De acordo com Ronaldo Medina, as renúncias fiscais previstas pela MP 584/12, são relativamente parecidas com isenções oferecidas à realização da Copa do Mundo FIFA 2014, que também será realizada no Brasil. Ele destacou que, em 2009, o então presidente Lula e o ministro da Fazenda à época, enviaram cartas ao Comitê Olímpico Internacional informando que o Brasil, ao se candidatar a sediar o evento, se comprometeria com as exigências do COI para a realização do evento. “Tentamos adotar as mesmas medidas para essas ações de desoneração adotadas pelas medidas que foram adotadas visando a Copa de 2014. Assim, a própria interpretação fica facilitada”, explicou o representante da Receita Federal.

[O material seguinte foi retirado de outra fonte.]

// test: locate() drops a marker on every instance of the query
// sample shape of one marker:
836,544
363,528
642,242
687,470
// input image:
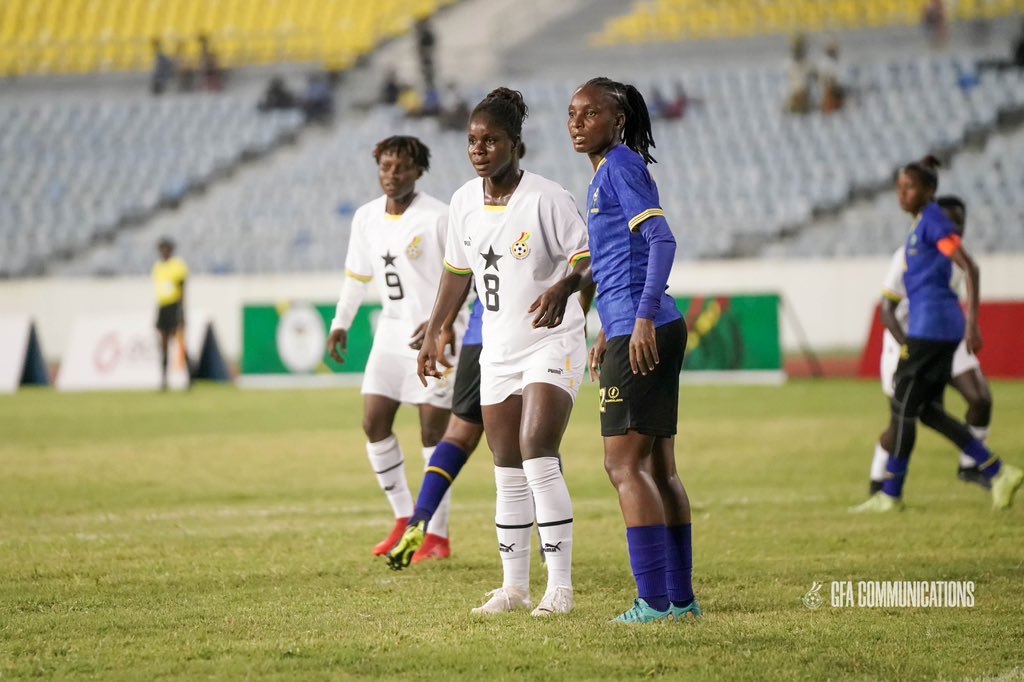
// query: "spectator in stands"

Durante a audiência pública, ocorreram questionamentos referentes ao trecho da MP, que prevê a entrega dos dados completos da prestação de contas referente às desonerações fiscais apenas para o ano de 2018, como prevê o artigo 28 da matéria. “Esse artigo trata da prestação de contas, não só financeira. Mas, aborda também a contratação de pessoal, o número de turistas que entraram no País durante a realização do evento. Não é apenas uma questão apenas fazendária. Não se trata de um cálculo simples. Acredito que o governo terá de recorrer a outros ministérios para fazer esse tipo de cálculo”, explicou Ronaldo Medina.

Referente ao artigo 27, que determina que os aspectos da Medida Provisória tenham eficácia até 31 de dezembro de 2017, Ronaldo Medina explicou que o prazo estabelecido se deve aos trâmites necessários para que a estrutura do COI seja desmontada e os aspectos técnicos e administrativos possam ser solucionados sem dificuldades. “Nesse caso, se deu um prazo razoável, até com certa folga, para que os bens possam ser devolvidos ao exterior. Por isso os benefícios se estendem até dezembro de 2017. Essa questão da desmobilização é lenta”, alegou.

Capacidade turística
Carlos Arthur Nuzman aproveitou a oportunidade da audiência para reforçar a possibilidade que o Brasil tem em mãos para ampliar a sua capacidade turística e assim ampliar o número de turistas estrangeiros que frequentam o País anualmente. Segundo Nuzman, além de ampliar essa capacidade, por ocasião dos Jogos, o Brasil deve se preparar para ampliar receitas com as delegações esportivas que vem ao País para períodos de treinamento e aclimatação. “A área de turismo no Brasil deve aproveitar para fazer projetos, programas e apresentarem, antes dos Jogos, programas aos países que participarão dos Jogos. A Austrália apresentou suas barreiras de corais a todos os países antes da realização dos Jogos de Sidney, e isso aumentou o fluxo turístico em todo país. Além disso, algumas delegações olímpicas já estão visitando o Brasil para conhecer determinadas localidades. E essas delegações geram receita, deixam dinheiro no País todo”, disse.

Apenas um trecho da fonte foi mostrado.